I am working on finding other values in life, that doesn't involve my physical appearance. But its hard, very hard.

----------


## Vic

> I am working on finding other values in life, that doesn't involve my physical appearance. But its hard, very hard.


 Very true, I struggled for years before I had enough of the self pity party. Nothing in life is easy and like every hard thing the best approach is baby steps. For starters, when you look in the mirror think about your qualities instead of your hair. Eventually you start to feel the need to improve what you can control about yourself instead of dwelling on our self imposed flaws. 

I'm still going to do everything reasonably possible to get my hair back but hair doesn't make me a man, everything else about me makes me a man. 
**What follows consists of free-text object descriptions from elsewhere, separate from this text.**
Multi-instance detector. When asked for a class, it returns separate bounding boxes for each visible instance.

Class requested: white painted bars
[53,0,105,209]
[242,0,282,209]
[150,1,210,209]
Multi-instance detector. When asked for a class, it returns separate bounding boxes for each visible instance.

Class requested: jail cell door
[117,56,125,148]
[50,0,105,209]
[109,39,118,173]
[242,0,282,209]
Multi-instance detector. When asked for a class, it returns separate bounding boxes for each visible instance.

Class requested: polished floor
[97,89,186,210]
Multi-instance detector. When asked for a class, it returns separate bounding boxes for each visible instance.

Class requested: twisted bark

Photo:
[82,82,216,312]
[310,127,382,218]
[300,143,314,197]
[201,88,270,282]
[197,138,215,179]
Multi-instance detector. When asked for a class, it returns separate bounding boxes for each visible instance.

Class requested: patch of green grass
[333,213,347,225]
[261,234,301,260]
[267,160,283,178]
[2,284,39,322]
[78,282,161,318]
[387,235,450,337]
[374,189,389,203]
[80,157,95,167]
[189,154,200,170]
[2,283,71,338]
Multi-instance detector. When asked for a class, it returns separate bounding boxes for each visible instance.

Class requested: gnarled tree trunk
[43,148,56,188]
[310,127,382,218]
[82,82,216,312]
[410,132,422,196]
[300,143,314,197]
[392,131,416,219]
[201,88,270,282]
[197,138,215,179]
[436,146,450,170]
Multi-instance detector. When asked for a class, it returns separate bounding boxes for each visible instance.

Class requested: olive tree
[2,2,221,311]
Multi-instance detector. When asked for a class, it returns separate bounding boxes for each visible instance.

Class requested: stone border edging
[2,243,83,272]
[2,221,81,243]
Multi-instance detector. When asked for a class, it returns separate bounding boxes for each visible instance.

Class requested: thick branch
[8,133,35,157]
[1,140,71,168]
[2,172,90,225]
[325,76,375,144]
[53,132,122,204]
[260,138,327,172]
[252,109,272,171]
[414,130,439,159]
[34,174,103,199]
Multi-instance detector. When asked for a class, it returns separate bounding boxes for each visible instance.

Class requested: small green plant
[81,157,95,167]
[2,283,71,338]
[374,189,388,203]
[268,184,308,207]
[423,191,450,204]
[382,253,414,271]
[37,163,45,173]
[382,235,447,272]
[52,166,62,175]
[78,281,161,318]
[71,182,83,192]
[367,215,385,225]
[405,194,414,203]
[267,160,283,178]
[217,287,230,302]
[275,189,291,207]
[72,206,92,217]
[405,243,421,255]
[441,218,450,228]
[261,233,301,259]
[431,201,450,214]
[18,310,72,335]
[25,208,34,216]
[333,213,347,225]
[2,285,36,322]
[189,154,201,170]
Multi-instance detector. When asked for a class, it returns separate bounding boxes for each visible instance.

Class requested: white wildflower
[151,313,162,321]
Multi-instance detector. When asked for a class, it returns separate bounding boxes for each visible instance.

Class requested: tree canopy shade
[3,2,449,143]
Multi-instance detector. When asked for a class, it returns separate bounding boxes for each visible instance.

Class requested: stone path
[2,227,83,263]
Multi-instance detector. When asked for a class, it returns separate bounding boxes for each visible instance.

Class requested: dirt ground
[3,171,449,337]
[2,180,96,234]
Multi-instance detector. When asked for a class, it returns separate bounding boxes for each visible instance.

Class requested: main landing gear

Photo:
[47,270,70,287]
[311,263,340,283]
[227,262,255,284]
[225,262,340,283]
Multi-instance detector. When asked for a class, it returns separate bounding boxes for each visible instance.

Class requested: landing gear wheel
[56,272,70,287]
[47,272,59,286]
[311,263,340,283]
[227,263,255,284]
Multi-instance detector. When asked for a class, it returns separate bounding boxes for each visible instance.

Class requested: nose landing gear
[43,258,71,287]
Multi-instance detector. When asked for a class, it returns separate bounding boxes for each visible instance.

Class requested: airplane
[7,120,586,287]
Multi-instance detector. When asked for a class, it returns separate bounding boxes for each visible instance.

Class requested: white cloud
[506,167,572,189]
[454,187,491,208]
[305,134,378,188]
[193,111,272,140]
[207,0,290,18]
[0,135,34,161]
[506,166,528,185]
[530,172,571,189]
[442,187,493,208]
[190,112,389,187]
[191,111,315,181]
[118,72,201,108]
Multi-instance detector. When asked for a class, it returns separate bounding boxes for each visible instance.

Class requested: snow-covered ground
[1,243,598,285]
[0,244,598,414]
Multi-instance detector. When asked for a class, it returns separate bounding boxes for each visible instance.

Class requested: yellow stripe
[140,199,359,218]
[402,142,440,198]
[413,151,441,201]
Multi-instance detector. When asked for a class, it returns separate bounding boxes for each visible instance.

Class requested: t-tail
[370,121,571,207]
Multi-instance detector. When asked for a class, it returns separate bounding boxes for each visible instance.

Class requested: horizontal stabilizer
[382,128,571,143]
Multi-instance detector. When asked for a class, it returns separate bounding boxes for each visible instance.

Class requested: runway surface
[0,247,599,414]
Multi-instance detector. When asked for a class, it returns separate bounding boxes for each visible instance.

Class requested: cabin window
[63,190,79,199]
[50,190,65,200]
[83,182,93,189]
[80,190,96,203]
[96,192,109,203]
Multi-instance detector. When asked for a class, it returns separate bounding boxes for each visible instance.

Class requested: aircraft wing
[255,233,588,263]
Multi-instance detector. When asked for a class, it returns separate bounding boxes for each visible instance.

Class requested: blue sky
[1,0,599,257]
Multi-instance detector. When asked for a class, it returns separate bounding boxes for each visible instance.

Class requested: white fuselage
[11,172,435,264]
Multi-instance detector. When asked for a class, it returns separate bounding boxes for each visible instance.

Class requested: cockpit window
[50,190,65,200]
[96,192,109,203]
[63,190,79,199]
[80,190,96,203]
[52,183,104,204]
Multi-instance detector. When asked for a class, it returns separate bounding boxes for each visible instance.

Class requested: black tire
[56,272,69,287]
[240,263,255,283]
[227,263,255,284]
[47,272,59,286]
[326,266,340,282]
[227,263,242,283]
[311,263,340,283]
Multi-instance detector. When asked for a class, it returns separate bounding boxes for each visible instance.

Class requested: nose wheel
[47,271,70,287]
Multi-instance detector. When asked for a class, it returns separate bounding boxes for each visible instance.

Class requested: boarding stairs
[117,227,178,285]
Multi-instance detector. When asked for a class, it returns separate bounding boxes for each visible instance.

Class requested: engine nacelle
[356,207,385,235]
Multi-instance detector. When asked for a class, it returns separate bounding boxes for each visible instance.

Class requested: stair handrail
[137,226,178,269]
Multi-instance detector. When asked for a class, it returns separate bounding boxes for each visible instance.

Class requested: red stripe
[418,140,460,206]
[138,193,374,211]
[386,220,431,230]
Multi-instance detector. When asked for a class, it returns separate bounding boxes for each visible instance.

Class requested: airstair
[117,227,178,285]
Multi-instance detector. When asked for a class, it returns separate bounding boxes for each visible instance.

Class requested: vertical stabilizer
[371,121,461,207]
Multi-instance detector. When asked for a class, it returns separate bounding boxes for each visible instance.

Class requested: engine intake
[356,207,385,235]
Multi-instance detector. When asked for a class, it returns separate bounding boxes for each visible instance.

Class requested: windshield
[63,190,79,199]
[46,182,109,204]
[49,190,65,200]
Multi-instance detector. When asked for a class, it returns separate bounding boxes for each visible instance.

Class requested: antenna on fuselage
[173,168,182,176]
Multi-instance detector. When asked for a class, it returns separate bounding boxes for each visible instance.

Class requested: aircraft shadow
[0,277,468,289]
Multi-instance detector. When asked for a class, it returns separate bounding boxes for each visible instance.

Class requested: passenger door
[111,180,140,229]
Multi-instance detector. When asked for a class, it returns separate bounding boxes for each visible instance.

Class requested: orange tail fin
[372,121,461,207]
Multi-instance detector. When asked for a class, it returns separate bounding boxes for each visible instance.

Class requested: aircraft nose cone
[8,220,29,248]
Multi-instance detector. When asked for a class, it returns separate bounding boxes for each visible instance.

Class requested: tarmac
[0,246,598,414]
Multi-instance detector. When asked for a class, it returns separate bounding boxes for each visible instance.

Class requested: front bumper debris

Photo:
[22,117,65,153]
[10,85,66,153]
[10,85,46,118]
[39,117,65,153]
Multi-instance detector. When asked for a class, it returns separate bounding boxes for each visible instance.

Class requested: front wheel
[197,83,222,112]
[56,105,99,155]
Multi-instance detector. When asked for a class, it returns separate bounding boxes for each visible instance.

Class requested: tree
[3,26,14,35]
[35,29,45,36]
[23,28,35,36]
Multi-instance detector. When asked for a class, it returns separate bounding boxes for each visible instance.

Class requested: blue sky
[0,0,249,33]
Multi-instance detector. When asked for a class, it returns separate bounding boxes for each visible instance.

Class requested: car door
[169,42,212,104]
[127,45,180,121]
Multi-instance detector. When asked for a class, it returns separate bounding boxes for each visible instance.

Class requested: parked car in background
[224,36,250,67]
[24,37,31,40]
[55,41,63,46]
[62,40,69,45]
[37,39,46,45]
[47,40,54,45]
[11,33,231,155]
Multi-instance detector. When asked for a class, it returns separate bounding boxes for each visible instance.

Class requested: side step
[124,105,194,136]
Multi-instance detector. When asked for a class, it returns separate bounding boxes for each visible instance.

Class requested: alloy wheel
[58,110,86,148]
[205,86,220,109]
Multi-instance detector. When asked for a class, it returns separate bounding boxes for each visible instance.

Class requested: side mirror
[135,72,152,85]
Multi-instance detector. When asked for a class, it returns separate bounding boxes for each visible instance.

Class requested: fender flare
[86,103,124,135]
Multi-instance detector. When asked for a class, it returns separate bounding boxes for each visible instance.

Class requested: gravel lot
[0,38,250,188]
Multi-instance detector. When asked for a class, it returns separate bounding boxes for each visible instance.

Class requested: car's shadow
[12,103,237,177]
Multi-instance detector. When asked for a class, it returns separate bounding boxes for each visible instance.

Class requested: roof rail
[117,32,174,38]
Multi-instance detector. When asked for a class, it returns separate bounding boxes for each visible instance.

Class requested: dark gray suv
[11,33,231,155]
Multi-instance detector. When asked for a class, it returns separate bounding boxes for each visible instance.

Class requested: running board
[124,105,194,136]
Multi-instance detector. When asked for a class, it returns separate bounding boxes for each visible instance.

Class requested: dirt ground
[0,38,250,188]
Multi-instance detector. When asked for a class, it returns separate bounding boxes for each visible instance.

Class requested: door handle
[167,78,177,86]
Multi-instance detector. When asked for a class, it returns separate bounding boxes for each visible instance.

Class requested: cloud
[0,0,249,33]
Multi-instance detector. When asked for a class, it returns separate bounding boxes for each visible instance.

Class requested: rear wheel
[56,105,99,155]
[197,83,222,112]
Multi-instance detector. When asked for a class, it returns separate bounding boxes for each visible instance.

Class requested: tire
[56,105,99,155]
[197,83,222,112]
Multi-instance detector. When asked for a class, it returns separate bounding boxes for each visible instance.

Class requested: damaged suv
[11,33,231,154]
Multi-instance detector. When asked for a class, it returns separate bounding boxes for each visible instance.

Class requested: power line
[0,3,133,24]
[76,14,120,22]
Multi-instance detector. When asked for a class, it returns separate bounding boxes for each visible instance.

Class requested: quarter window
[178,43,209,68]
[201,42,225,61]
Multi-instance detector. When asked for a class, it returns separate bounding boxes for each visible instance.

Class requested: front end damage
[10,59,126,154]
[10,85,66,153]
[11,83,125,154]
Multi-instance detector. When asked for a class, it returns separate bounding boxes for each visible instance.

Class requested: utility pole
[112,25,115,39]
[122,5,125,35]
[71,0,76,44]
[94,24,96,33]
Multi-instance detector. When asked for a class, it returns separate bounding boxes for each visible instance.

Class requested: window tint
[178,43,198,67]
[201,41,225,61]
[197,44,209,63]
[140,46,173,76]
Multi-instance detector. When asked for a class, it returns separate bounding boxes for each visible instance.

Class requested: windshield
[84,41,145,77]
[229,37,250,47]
It's a hard road but nothing worth something is easy and our worth is more than our hair!

----------


## jamesst11

> Very true, I struggled for years before I had enough of the self pity party. Nothing in life is easy and like every hard thing the best approach is baby steps. For starters, when you look in the mirror think about your qualities instead of your hair. Eventually you start to feel the need to improve what you can control about yourself instead of dwelling on our self imposed flaws. 
> 
> I'm still going to do everything reasonably possible to get my hair back but hair doesn't make me a man, everything else about me makes me a man. 
> 
> It's a hard road but nothing worth something is easy and our worth is more than our hair!


 Hey Vic,
    These are good words brother.  Much appreciated.  I am slowly coming into the acceptance phase, and that phase is complete freedom.  I used to be so confident and this has destroyed that, like a missile to a brick wall.. the good thing is, that all the bricks are still there and I just need to start putting them back together.  Disfigurement is hard, especially when you're used to a life without it... but then again, I just read an article about a fire fighter, who's entire face melted trying to save people.  I don't know how the f*ck he did it, he looked horrendous... but he did.

----------


## Vic

James. I've read a lot of your posts. I know what you've been thru and I know it must be extra painful for you. Glad to hear you're beginning to accept the past and working towards the future. 
I really liked your bricks metaphor. It really fits perfectly." Building yourself back up one brick at a time. "

----------


## HTsoon

James have you considered a hair system? Before you trash it, I would seriously look into it. There are good systems out there that look amazing and very natural. 

I will say though, James there's no use in beating yourself up or hating what's happned to you. I was probably 10x more bald than you are right now and at a much younger age. Did I feel angry yes, but at some point you need to stop and do something about it, find a solution. One would be a hair system another would be smp, a third would be a FUE of body hair in to the strip scar and shave your head. I also don't think shaving your head necessarily makes you look 40. I think shaving makes you look younger than thinning just my opinion.

----------